The experimental results of data insertion and deletion on LUBM datasets.

Data Insertion and Deletion. The experimental results show that the average execution speed of the basic version is 4.73% and 9.52% faster than that of the optimized version in data insertion and deletion, respectively, which is not counterintuitive. Though the optimized version is slightly inferior to the basic version, it is complete with the respect to the semantic information. Therefore, it is quite important to measure the tradeoffs between efficiency and reasoning capability.

Actually, the time costs of two versions are on the same order of magnitude, thus are comparative, as shown in Fig. 7. Although the performance of the optimized version is not better than that of the basic version, it is worthwhile to trade the slight overhead for reasoning capability.

Fig. 8.
figure 8

The experimental results of repository size while inserting data.

Repository Size. We check the change of the file size before and after the data sets being loaded.
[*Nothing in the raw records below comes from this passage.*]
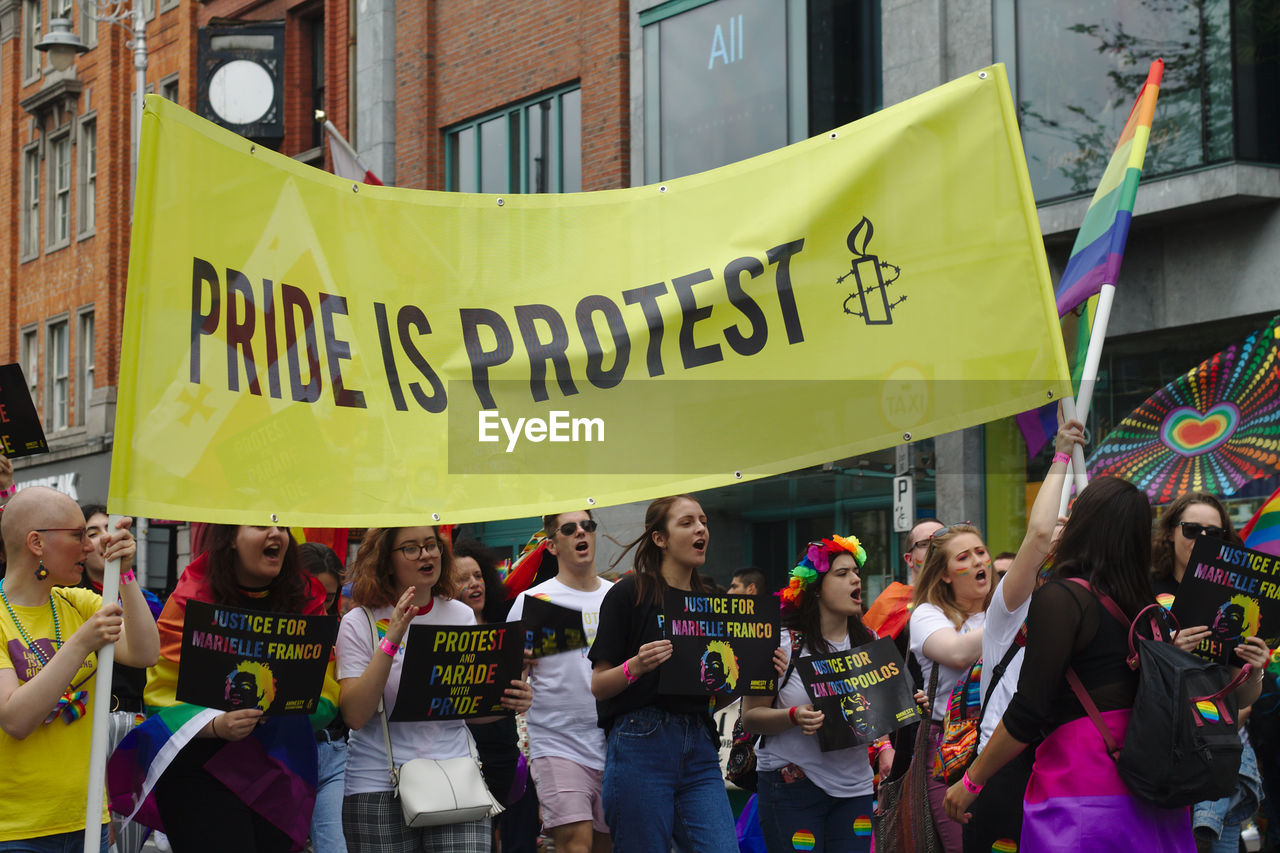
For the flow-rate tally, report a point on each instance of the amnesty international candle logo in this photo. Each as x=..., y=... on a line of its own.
x=722, y=644
x=236, y=658
x=453, y=671
x=863, y=693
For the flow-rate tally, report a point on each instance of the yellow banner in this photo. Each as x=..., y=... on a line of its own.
x=314, y=352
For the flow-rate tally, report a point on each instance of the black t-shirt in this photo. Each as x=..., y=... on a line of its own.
x=625, y=626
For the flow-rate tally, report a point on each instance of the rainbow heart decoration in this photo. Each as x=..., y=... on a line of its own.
x=1189, y=433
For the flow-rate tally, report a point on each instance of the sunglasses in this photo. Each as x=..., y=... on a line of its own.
x=1192, y=529
x=570, y=528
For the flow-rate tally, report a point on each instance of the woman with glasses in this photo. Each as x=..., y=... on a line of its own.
x=951, y=597
x=401, y=576
x=804, y=792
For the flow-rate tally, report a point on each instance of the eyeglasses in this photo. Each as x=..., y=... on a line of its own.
x=570, y=528
x=81, y=533
x=415, y=551
x=1192, y=529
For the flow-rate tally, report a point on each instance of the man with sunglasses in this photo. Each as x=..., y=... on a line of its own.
x=566, y=747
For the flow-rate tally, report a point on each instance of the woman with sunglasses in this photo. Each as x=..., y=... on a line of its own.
x=803, y=789
x=951, y=597
x=401, y=576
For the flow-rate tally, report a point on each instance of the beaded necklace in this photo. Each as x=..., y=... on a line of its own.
x=22, y=632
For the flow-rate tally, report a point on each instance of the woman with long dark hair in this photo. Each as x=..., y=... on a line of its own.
x=662, y=778
x=1107, y=543
x=241, y=780
x=401, y=576
x=803, y=789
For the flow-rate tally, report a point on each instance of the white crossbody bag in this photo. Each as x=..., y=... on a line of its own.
x=435, y=792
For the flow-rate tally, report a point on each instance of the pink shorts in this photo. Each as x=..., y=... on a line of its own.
x=568, y=793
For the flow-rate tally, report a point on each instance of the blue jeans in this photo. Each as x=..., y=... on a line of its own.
x=662, y=783
x=327, y=819
x=60, y=843
x=800, y=816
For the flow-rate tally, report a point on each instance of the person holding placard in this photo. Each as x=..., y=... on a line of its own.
x=951, y=597
x=566, y=747
x=225, y=779
x=812, y=799
x=662, y=774
x=401, y=576
x=50, y=634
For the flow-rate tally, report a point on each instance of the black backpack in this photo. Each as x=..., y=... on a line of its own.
x=1182, y=746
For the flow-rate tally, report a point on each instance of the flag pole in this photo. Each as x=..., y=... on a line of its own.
x=1088, y=378
x=97, y=751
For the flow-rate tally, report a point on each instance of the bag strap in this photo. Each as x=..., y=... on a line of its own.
x=382, y=708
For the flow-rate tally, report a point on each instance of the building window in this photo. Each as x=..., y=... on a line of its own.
x=31, y=363
x=31, y=201
x=730, y=80
x=85, y=365
x=531, y=146
x=59, y=191
x=1080, y=65
x=87, y=208
x=32, y=30
x=58, y=360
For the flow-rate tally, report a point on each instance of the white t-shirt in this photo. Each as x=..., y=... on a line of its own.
x=997, y=637
x=562, y=717
x=366, y=755
x=926, y=620
x=841, y=772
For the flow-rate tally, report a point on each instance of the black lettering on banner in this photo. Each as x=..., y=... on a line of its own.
x=481, y=360
x=745, y=345
x=540, y=352
x=337, y=351
x=781, y=255
x=411, y=315
x=273, y=352
x=240, y=332
x=202, y=273
x=595, y=372
x=647, y=297
x=693, y=314
x=384, y=341
x=296, y=304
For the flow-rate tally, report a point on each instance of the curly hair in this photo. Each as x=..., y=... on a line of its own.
x=373, y=578
x=1162, y=539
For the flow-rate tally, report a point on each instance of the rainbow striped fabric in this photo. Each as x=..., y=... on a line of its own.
x=273, y=770
x=1262, y=532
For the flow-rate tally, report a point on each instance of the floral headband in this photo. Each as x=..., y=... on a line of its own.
x=817, y=561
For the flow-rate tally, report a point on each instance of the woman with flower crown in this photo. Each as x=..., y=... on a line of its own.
x=808, y=796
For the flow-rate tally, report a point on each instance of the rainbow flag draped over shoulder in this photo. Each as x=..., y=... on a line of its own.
x=1262, y=532
x=273, y=770
x=1098, y=246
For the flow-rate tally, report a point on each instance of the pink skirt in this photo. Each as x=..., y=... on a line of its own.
x=1075, y=799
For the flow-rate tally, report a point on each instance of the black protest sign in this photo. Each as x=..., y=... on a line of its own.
x=455, y=671
x=236, y=658
x=1232, y=591
x=863, y=693
x=721, y=644
x=21, y=433
x=551, y=629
Experiments were conducted to compare the space required for the optimized version with the basic version and Neo4j, which supports an RDF plugin for importing RDF data.

Compared with the optimized version, the repository size of the basic version is reduced from 5.11% to 13.36%, as shown in Fig. 8. It is reasonable that the optimized version requires more storage space for the hierarchical structure of ontologies. Though the basic version performs better, the repository size of two versions are on the same order of magnitude. Therefore, it is worthwhile to trade a little space for capability. Besides, it can be observed that the optimized version outperforms Neo4j on several data sets, i.e., LUBM2, LUBM4, and LUBM5. The growth rate of repository size in Neo4j is higher than that of our basic and optimized version.

Fig. 9.
figure 9

The experimental results of triple traversal.

Triple Traversal. We also evaluate the time required to traverse all triples in a graph and the experimental results are shown in Fig. 9. The average execution speed in the optimized version is about 99 times faster than that in Neo4j, i.e., our optimization method on average outperforms Neo4j by two orders of magnitude over LUBM data sets. In order to show the results clearly, we change the scale of the Y-axis to logarithmic.

Fig. 10.
figure 10

The experimental results of efficiency on LUBM datasets.

Query Speed. We select four type-related queries from the 14 test queries that LUBM offers: Q1 directly refers to the type information of UndergraduateStudent, Q2 refers to the type information of GraduateStudent with some filtering conditions, Q3 assumes the subClassOf relationship between Professor and its subclasses. It is obvious that class Professor has a wide hierarchy. Q4 assumes the subClassOf relationship between Person and its subclasses. Similarly, class Person features a deep and wide hierarchy.

We compare the basic storage scheme with the optimized storage scheme, and the execution time results of Q1, Q2, Q3, and Q4 are shown in Fig. 10. When changing the size of datasets from LUBM1 to LUBM5, query times of these two schemes have increased. Meanwhile, it can be observed that the optimized version has better query efficiency on all 4 queries. Compared with the basic version, the average query time of the optimized version is reduced from 23.24% to 40.33%.

6 Conclusion

This paper proposes a unified storage scheme for both RDF and property graphs and introduces the concept of ontology to reflect the hierarchical relationships between RDF classes. A prototype system of our storage scheme is designed and implemented based on AgensGraph. Extensive experiments on the LUBM benchmark datasets verify the effectiveness and efficiency of our storage scheme.